What makes the 296 compelling is not simply its output, but the way that output is delivered. The best Ferraris do not overwhelm the driver so much as they engage them. They pull you into the rhythm of the car and make precision feel rewarding. That is the difference between a fast car and a memorable one. The 296’s hybrid powertrain, steering, and brake systems are all calibrated with this in mind. Ferrari’s engineers understand that the most iconic performance cars are not those that only hit hard in a straight line. They are the ones that make every steering input, every brake application, and every throttle squeeze feel like part of a larger conversation.

That conversation is the core appeal of the 296 GTB and GTS. They feel alive, keenly responsive, and deeply connected to the driver in a way that belies the complexity under the skin. The steering is quick and precise, encouraging small, confident inputs. The chassis is tuned for agility, with a balance that makes the car feel eager to change direction without becoming nervous. The brakes are designed to blend regenerative and friction braking in a way that stays consistent, giving you confidence lap after lap or on a fast road. Once the pace picks up, the 296 seems to shrink around the driver—as the best Ferraris always have.
There is also the question of sound, which matters more than spec sheets admit. Ferrari understands that sound is not a side issue. It is part of the emotional architecture of the car. Even in a hybrid era, a Ferrari has to make an impression that reaches beyond the eyes and into the chest. The 296’s V6 has been tuned to deliver a high‑frequency character that feels distinct from the old V8 scream but still unmistakably Italian. Electric assistance changes the soundtrack at lower speeds, but when the engine is on song, the car still tells you exactly what it is through your ears as well as your hands.

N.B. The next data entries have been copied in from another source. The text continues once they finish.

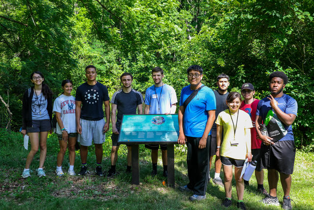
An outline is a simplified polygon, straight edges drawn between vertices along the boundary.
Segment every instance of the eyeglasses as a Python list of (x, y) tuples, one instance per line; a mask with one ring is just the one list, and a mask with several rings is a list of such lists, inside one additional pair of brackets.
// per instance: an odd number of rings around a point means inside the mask
[(43, 77), (41, 76), (38, 76), (38, 77), (33, 77), (33, 80), (36, 80), (37, 79), (41, 80)]
[(243, 92), (243, 93), (251, 93), (252, 92), (253, 90), (241, 90), (241, 92)]
[(198, 77), (201, 76), (201, 75), (200, 74), (188, 74), (187, 75), (187, 76), (190, 78), (191, 78), (192, 77), (193, 77), (193, 76), (194, 76), (196, 78), (198, 78)]

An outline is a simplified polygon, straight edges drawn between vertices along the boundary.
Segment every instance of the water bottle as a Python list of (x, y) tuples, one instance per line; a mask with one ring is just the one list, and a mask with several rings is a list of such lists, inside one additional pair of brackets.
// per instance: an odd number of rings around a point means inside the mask
[(269, 136), (265, 124), (261, 124), (261, 132), (263, 136)]
[(245, 172), (243, 175), (243, 180), (248, 181), (250, 180), (251, 177), (252, 177), (252, 175), (253, 174), (253, 172), (256, 168), (257, 163), (257, 161), (256, 160), (254, 160), (254, 161), (252, 161), (250, 163), (249, 165), (247, 166), (247, 168), (245, 169)]

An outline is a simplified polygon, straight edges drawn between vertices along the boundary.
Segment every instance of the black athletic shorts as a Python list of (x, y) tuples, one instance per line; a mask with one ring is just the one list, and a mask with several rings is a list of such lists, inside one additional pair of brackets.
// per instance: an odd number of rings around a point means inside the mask
[[(111, 135), (111, 141), (112, 141), (112, 146), (113, 147), (119, 146), (121, 145), (121, 143), (118, 143), (119, 140), (119, 134), (116, 134), (115, 133), (112, 133)], [(126, 145), (128, 147), (131, 147), (131, 145)]]
[(237, 160), (223, 156), (220, 156), (220, 160), (221, 160), (221, 163), (225, 166), (232, 166), (233, 165), (236, 168), (243, 167), (244, 162), (245, 162), (245, 160)]
[(167, 150), (167, 145), (145, 145), (145, 148), (150, 150), (158, 150), (159, 146), (160, 146), (160, 149), (161, 150)]
[(257, 171), (261, 171), (262, 169), (261, 167), (261, 149), (252, 149), (251, 150), (252, 155), (253, 157), (252, 158), (252, 161), (254, 161), (256, 160), (257, 163), (256, 164), (256, 168), (255, 170)]
[(295, 157), (294, 141), (278, 141), (271, 146), (262, 144), (261, 166), (262, 168), (276, 169), (285, 174), (292, 174)]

The broader context makes the 296 even more interesting. The supercar market is full of capable machines, but very few manage to feel truly meaningful. Plenty are fast. Plenty are expensive. Fewer are memorable. Ferrari’s advantage has always been its ability to give performance a sense of occasion. A Ferrari should feel like more than transport. It should feel like an event, even before the engine wakes up. The way you approach a 296 GTB in the garage, or drop the roof on a 296 GTS before a sunrise drive, is part of that experience.

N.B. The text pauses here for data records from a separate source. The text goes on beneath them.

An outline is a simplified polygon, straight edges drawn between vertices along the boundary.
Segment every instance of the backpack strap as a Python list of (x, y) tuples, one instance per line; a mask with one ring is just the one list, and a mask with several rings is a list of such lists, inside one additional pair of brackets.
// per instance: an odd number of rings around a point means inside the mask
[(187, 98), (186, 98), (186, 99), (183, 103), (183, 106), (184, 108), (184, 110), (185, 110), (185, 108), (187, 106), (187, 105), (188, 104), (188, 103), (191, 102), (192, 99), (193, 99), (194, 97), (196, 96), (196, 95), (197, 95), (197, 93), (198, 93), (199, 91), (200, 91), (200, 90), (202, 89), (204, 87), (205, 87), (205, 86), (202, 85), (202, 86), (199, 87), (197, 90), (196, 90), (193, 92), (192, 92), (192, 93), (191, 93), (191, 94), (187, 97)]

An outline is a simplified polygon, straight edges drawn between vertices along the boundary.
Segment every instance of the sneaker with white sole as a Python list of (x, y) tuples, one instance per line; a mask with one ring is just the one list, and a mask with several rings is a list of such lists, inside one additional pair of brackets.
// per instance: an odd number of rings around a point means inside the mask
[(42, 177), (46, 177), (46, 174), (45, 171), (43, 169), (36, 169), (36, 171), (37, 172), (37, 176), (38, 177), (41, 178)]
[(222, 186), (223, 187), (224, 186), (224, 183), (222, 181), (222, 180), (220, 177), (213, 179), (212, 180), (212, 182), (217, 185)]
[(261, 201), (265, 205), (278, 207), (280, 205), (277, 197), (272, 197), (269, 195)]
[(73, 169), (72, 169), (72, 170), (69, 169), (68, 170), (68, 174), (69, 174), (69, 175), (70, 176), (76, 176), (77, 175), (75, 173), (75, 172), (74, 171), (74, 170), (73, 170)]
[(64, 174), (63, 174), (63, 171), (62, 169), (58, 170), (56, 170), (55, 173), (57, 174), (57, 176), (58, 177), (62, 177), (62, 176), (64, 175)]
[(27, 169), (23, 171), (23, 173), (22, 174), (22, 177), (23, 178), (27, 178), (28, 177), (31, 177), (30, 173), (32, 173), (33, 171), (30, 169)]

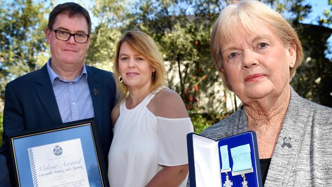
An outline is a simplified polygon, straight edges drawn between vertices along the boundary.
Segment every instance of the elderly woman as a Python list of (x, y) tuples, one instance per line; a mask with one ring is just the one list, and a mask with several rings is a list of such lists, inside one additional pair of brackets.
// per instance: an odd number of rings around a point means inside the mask
[(111, 113), (110, 186), (185, 186), (186, 135), (193, 124), (179, 95), (162, 86), (165, 71), (156, 44), (142, 32), (128, 31), (116, 53), (117, 90), (126, 97)]
[(224, 85), (243, 105), (202, 134), (256, 132), (265, 186), (332, 184), (332, 110), (290, 86), (303, 55), (290, 24), (263, 3), (240, 1), (221, 12), (210, 47)]

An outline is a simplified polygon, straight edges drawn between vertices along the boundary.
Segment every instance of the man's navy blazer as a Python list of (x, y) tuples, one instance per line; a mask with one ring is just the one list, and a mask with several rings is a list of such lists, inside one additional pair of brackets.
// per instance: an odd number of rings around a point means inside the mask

The 296 also arrives at a point where enthusiasts are increasingly looking for cars that still feel connected to the act of driving in an honest way. Modern technology can improve a car dramatically, but it can also make machines feel slightly too polished, too filtered, and too perfect. Ferrari’s challenge with the 296 is to use the technology without sanding away the edges that make a special car feel alive. When the car is driven properly, that balance becomes clear: the electronics are there to enhance your abilities and expand the envelope, not to isolate you from what’s happening.

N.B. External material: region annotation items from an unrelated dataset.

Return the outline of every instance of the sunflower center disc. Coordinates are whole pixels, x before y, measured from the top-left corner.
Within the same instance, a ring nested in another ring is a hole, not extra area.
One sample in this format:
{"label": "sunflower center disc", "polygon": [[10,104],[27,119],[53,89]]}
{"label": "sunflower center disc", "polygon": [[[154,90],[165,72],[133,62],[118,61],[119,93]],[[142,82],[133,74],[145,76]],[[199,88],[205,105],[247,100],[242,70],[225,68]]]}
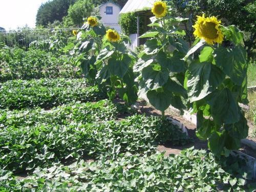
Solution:
{"label": "sunflower center disc", "polygon": [[201,33],[205,37],[213,39],[218,37],[217,30],[215,29],[216,24],[211,22],[203,22],[199,25],[199,30]]}
{"label": "sunflower center disc", "polygon": [[158,15],[161,15],[164,11],[164,9],[163,8],[162,5],[158,5],[156,6],[155,8],[156,13]]}
{"label": "sunflower center disc", "polygon": [[115,33],[111,32],[109,33],[109,36],[111,39],[116,39],[117,36],[115,34]]}
{"label": "sunflower center disc", "polygon": [[93,20],[91,20],[90,21],[90,23],[91,24],[91,25],[93,25],[95,24],[95,22]]}

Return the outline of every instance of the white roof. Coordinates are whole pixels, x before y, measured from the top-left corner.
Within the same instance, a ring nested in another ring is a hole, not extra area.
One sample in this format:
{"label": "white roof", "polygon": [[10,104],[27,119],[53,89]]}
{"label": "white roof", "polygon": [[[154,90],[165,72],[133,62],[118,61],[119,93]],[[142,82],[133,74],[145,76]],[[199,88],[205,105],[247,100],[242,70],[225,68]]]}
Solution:
{"label": "white roof", "polygon": [[128,0],[119,14],[135,12],[145,8],[150,9],[156,0]]}

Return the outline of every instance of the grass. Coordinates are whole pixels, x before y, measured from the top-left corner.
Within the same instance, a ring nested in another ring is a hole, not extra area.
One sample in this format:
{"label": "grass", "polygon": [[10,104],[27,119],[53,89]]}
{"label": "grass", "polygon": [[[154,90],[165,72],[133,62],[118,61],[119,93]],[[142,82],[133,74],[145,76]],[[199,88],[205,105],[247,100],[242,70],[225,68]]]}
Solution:
{"label": "grass", "polygon": [[250,62],[247,70],[247,87],[256,86],[256,61]]}
{"label": "grass", "polygon": [[252,138],[256,138],[256,92],[248,93],[249,110],[246,112],[245,116],[247,120],[251,121],[254,124],[254,130],[249,131],[249,136]]}

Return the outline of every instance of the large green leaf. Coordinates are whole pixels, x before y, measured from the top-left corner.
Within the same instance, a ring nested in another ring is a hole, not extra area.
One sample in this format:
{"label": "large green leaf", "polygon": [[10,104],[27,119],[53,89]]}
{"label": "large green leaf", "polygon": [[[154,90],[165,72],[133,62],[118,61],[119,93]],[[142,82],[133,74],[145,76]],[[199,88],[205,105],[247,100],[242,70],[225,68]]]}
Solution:
{"label": "large green leaf", "polygon": [[228,89],[215,91],[209,95],[207,100],[214,120],[218,124],[233,123],[239,120],[237,102]]}
{"label": "large green leaf", "polygon": [[157,62],[163,67],[168,68],[171,72],[180,73],[186,70],[185,62],[182,60],[183,54],[174,51],[173,56],[168,57],[163,51],[159,51],[156,57]]}
{"label": "large green leaf", "polygon": [[104,59],[108,58],[114,53],[114,50],[111,50],[110,49],[110,46],[106,46],[105,48],[100,51],[100,52],[97,57],[95,65],[101,62]]}
{"label": "large green leaf", "polygon": [[190,65],[188,71],[187,87],[190,102],[200,100],[211,93],[225,77],[218,67],[199,60]]}
{"label": "large green leaf", "polygon": [[82,73],[87,76],[90,70],[90,60],[82,59],[81,61],[81,68]]}
{"label": "large green leaf", "polygon": [[96,75],[96,79],[100,83],[104,80],[108,79],[111,74],[108,66],[104,66],[98,72]]}
{"label": "large green leaf", "polygon": [[121,60],[118,60],[115,55],[108,60],[109,70],[112,74],[122,78],[125,74],[132,59],[127,54],[122,55]]}
{"label": "large green leaf", "polygon": [[172,101],[170,95],[162,88],[148,91],[146,96],[152,105],[162,112],[168,108]]}
{"label": "large green leaf", "polygon": [[196,52],[198,49],[199,49],[201,47],[204,45],[205,41],[203,40],[201,40],[199,42],[198,42],[197,44],[195,45],[195,46],[191,48],[188,50],[187,52],[185,53],[186,56],[183,58],[184,60],[185,60],[188,56],[193,54],[195,52]]}
{"label": "large green leaf", "polygon": [[170,40],[171,38],[169,39],[169,41],[171,45],[173,45],[176,48],[176,49],[181,53],[186,54],[188,51],[188,43],[183,40],[183,38],[179,37],[177,38],[177,40],[175,42],[172,42]]}
{"label": "large green leaf", "polygon": [[[144,57],[146,58],[144,58]],[[138,61],[134,66],[133,70],[135,72],[141,71],[143,68],[152,63],[154,59],[151,58],[151,57],[150,58],[147,58],[147,57],[142,57],[142,58],[140,58]]]}
{"label": "large green leaf", "polygon": [[215,155],[221,155],[225,144],[225,136],[221,133],[213,132],[208,140],[208,146]]}
{"label": "large green leaf", "polygon": [[167,70],[156,68],[158,65],[151,65],[142,70],[142,77],[146,81],[146,86],[150,89],[157,89],[163,86],[168,80],[169,73]]}
{"label": "large green leaf", "polygon": [[160,42],[156,38],[153,38],[147,40],[144,44],[144,49],[143,53],[147,55],[152,55],[158,51]]}
{"label": "large green leaf", "polygon": [[197,113],[196,135],[200,139],[206,140],[212,132],[218,130],[214,122],[210,118],[205,119],[203,115],[203,112],[201,110]]}
{"label": "large green leaf", "polygon": [[226,124],[224,127],[228,132],[229,135],[234,139],[236,138],[241,140],[248,136],[249,127],[247,125],[247,121],[242,112],[239,121],[232,124]]}
{"label": "large green leaf", "polygon": [[243,32],[235,26],[222,27],[221,30],[225,37],[234,44],[238,45],[242,42],[244,37]]}
{"label": "large green leaf", "polygon": [[169,78],[164,86],[164,90],[176,95],[181,95],[184,98],[187,98],[186,90],[176,78]]}
{"label": "large green leaf", "polygon": [[221,47],[214,54],[216,65],[238,85],[241,85],[246,75],[246,51],[241,45],[232,49]]}
{"label": "large green leaf", "polygon": [[204,47],[201,51],[199,55],[199,60],[200,62],[209,61],[211,62],[214,59],[212,52],[214,49],[211,47],[206,46]]}
{"label": "large green leaf", "polygon": [[87,52],[92,48],[93,40],[90,39],[82,43],[79,48],[79,51],[81,52]]}
{"label": "large green leaf", "polygon": [[182,58],[183,54],[177,51],[174,51],[173,57],[170,58],[170,63],[167,67],[169,70],[175,73],[184,72],[186,70],[186,63]]}
{"label": "large green leaf", "polygon": [[155,37],[159,32],[158,31],[147,31],[141,35],[139,38]]}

For buyers who want more than just speed, the Ferrari 296 GTB and 296 GTS hit the right note. They are not trying to be the most rational objects in the garage. They are trying to be the most compelling. That is a very Ferrari mission. These cars ask the owner to care about emotion as much as engineering—and that is why they matter. They remind the market that a great performance car is not defined only by how efficiently it gets from one point to another. It is defined by how completely it makes the journey feel alive.